Addor Jean-Luc · Nationalrat · 2026-04-29
Addor Jean-Luc · Nationalrat · Wallis · Fraktion der Schweizerischen Volkspartei · 2026-04-29
Wortprotokoll
Au-delà de ses aspects sanitaires, la crise du COVID a été une crise de gouvernance et, surtout, une crise des libertés. Durant deux longues années, la population suisse a été gravement atteinte dans ses droits fondamentaux, dans une mesure parfois jamais vue. Pensons aux atteintes à la liberté de culte, mais également aux mesures de coercition telles que l'obligation vaccinale, le pass sanitaire ou encore le port du masque, notamment à l'école, le confinement, l'interdiction des contacts, la fermeture des écoles et même des églises, entre autres restrictions.
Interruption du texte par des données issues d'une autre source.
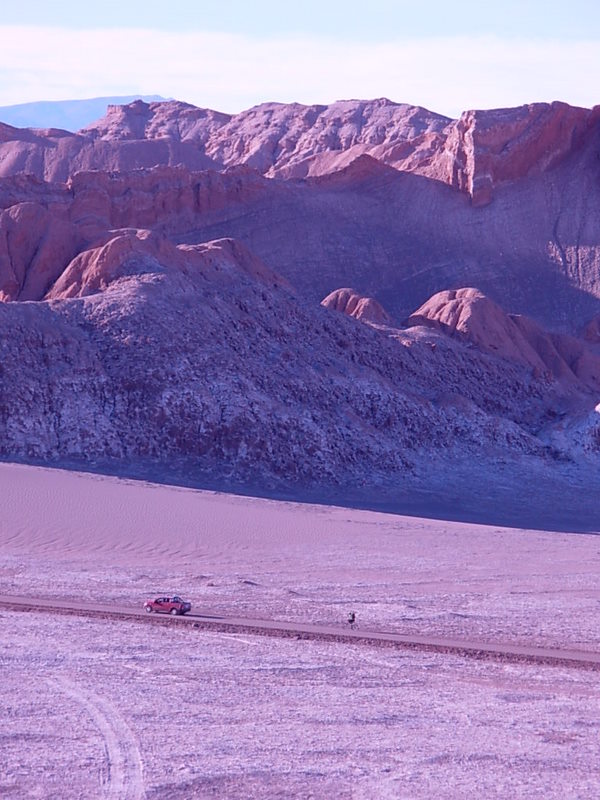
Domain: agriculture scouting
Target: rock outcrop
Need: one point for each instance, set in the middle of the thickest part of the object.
(365, 309)
(469, 314)
(474, 154)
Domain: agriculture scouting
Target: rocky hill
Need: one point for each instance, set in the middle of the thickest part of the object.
(172, 276)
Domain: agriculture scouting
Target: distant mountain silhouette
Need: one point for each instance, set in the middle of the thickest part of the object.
(69, 115)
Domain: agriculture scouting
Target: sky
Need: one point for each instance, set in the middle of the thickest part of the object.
(231, 55)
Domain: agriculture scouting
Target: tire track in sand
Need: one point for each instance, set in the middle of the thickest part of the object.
(125, 779)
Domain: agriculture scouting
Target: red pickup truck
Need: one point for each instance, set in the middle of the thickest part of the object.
(167, 605)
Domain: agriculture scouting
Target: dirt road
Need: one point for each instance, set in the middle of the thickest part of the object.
(205, 620)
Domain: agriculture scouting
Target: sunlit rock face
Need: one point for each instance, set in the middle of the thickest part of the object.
(351, 303)
(162, 276)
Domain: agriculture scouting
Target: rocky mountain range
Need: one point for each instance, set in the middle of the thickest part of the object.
(352, 296)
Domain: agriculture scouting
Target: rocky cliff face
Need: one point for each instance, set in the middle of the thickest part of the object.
(474, 154)
(178, 314)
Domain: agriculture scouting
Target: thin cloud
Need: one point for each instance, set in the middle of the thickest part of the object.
(231, 72)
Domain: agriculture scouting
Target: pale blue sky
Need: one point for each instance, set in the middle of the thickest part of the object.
(447, 56)
(375, 20)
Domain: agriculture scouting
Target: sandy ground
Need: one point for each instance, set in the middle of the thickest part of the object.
(98, 708)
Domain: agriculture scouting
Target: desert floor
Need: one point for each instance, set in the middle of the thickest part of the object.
(96, 708)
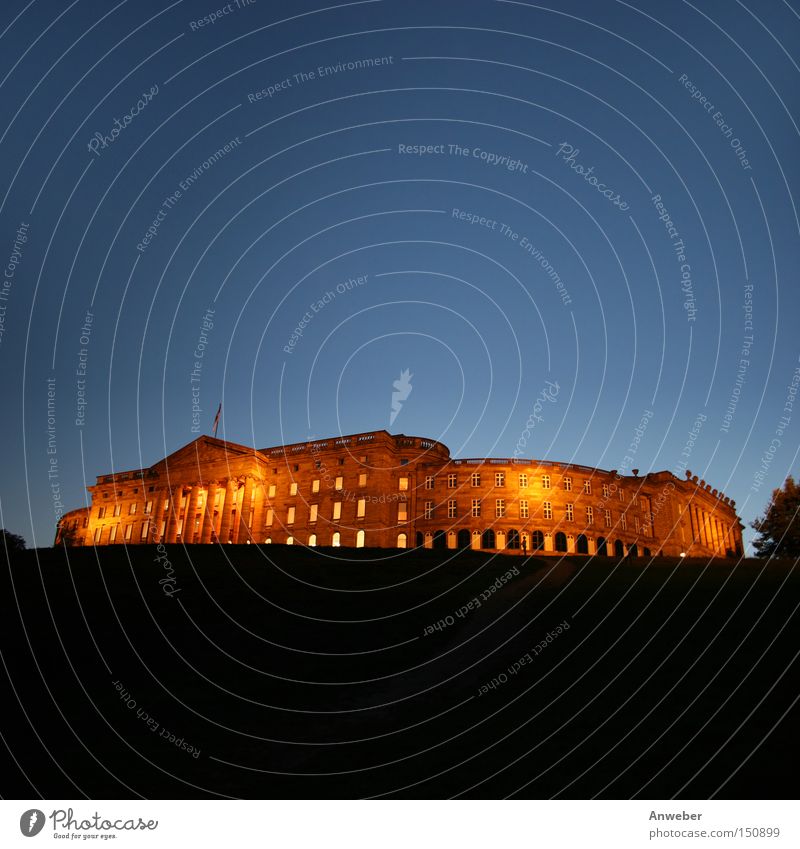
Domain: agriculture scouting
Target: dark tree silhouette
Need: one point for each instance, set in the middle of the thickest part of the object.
(779, 527)
(11, 543)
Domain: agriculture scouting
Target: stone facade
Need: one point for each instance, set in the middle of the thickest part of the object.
(379, 490)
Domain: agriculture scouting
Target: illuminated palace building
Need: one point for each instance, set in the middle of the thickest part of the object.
(379, 490)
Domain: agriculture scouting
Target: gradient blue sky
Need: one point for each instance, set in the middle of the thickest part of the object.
(316, 192)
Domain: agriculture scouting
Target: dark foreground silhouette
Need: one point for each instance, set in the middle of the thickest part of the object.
(275, 671)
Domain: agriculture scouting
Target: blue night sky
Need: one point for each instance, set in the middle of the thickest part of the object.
(492, 195)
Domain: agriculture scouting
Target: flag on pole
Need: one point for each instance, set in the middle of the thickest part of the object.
(216, 419)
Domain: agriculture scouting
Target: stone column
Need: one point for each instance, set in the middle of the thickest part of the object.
(227, 506)
(245, 515)
(207, 522)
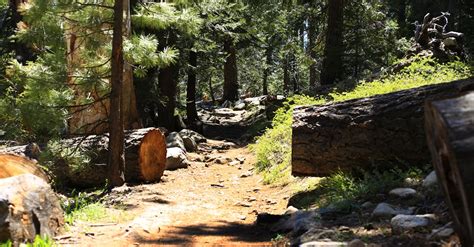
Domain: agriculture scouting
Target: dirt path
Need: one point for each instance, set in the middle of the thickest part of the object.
(206, 204)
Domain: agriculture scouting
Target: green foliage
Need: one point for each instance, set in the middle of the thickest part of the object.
(40, 241)
(31, 104)
(62, 154)
(273, 148)
(343, 189)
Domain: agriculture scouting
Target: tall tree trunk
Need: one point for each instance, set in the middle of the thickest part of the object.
(313, 80)
(266, 72)
(332, 62)
(131, 118)
(286, 76)
(191, 111)
(116, 141)
(231, 85)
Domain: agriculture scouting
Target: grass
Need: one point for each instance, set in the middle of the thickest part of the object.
(343, 190)
(38, 242)
(273, 148)
(98, 212)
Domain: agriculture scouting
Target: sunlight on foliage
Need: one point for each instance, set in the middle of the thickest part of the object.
(273, 148)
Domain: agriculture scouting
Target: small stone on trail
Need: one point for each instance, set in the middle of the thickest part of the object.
(401, 223)
(385, 210)
(217, 185)
(234, 163)
(403, 192)
(246, 174)
(291, 210)
(243, 204)
(356, 243)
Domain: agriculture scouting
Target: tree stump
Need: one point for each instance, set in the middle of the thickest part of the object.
(145, 158)
(13, 165)
(450, 135)
(28, 207)
(357, 134)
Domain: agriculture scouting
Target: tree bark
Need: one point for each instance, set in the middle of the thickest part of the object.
(129, 103)
(450, 135)
(231, 85)
(334, 48)
(313, 80)
(361, 133)
(144, 154)
(116, 160)
(266, 71)
(28, 207)
(191, 111)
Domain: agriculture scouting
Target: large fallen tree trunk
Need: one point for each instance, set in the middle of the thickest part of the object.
(28, 207)
(364, 132)
(450, 134)
(13, 165)
(145, 158)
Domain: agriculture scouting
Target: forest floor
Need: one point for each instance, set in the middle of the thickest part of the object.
(205, 204)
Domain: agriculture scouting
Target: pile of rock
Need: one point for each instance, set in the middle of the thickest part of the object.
(403, 212)
(177, 146)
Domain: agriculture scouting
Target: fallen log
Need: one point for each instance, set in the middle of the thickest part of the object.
(450, 135)
(364, 132)
(28, 207)
(145, 158)
(13, 165)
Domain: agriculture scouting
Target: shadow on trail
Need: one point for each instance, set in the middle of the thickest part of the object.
(224, 232)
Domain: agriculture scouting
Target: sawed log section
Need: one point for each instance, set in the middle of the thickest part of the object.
(361, 133)
(450, 135)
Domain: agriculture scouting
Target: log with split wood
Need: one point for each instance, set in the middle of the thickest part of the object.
(145, 157)
(357, 134)
(450, 135)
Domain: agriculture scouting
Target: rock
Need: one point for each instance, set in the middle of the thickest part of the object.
(356, 243)
(234, 163)
(298, 222)
(198, 138)
(431, 180)
(403, 192)
(176, 158)
(385, 210)
(221, 161)
(28, 207)
(246, 174)
(239, 106)
(367, 205)
(402, 223)
(189, 143)
(442, 233)
(291, 210)
(324, 244)
(174, 140)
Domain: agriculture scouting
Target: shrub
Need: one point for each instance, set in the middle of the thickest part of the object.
(273, 148)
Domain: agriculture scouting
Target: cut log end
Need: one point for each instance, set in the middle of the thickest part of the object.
(152, 156)
(449, 128)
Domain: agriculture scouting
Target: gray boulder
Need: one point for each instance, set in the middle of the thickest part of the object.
(174, 140)
(176, 158)
(385, 210)
(403, 192)
(402, 223)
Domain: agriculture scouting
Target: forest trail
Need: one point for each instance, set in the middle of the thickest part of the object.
(206, 204)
Cette période sombre de l'histoire de nos libertés a laissé des traces considérables[NB]: société fracturée, familles divisées, entreprises ruinées, licenciements abusifs, criminalisation des citoyens réfractaires à la vaccination, troubles psychiques et j'en passe. Une part non négligeable de la population, même si elle a toujours été minoritaire dans les diverses votations populaires auxquelles cette crise a donné lieu, a perdu ou risque de perdre confiance en l'État et en la démocratie.
En septembre 2024, lorsque j'ai déposé cette motion, je ne croyais pas si bien dire. Je ne pouvais pas savoir que, cinq ans après avoir utilisé un faux certificat COVID, après avoir déjà payé sa faute par une lourde condamnation pénale, nous serions capables, dans ce pays, de limoger Patrick Fischer, l'entraîneur emblématique de notre équipe nationale de hockey sur glace, et ce, à quelques jours des Championnats du monde, que nous organisons en plus chez nous. Cela pour quelque chose que presque tout le monde savait. Cette décision indigne a immédiatement rouvert les blessures mal cicatrisées de cette sombre période, comme l'indiquent les [PAGE 784] débats qu'elle a provoqués et un sondage qui montre que moins de la moitié des Suisses la soutiennent.
Lorsque j'ai déposé cette motion, nous ne pouvions pas non plus savoir, même si nous étions nombreux à nous en douter, ce que nous avons appris maintenant, que les contrats, honteux, conclus avec les fabricants de ce soi-disant vaccin révèlent que des fabricants s'en sont mis plein les poches, sur notre dos, à des conditions incroyables.
Alors, non, nous n'avons rien oublié. Les Suisses n'ont rien oublié. Le moment est donc venu, pour rétablir une forme de paix sociale, de passer l'éponge au moyen d'une amnistie générale, soit par l'annulation de toutes les sanctions pénales prononcées en application de la législation COVID-19 et le remboursement des amendes prononcées et des frais de justice encaissés dans ce cadre. D'autres pays comme la Slovaquie ou des États fédéraux aux États-Unis ont déjà emprunté cette voie, qui n'a donc rien de particulièrement extravagant, et ont ainsi fait des expériences positives.
Par cette amnistie très précisément ciblée et justifiée par une situation tout à fait extraordinaire, nous ne créerons aucune inégalité de traitement avec la masse des condamnations prononcées en application du droit pénal ordinaire. L'enjeu n'est évidemment pas de désavouer des juridictions qui, en son temps, ont cru devoir appliquer sans états d'âme, parce qu'on pensait que le système était en jeu, un droit d'exception que nous ne voulons plus revoir. L'enjeu, c'est justement cette paix sociale que le sacrifice de l'entraîneur de la Nati vient encore de mettre à mal. La paix sociale n'a pas de prix. Le moment est venu de la restaurer, définitivement cette fois, par l'amnistie que je propose.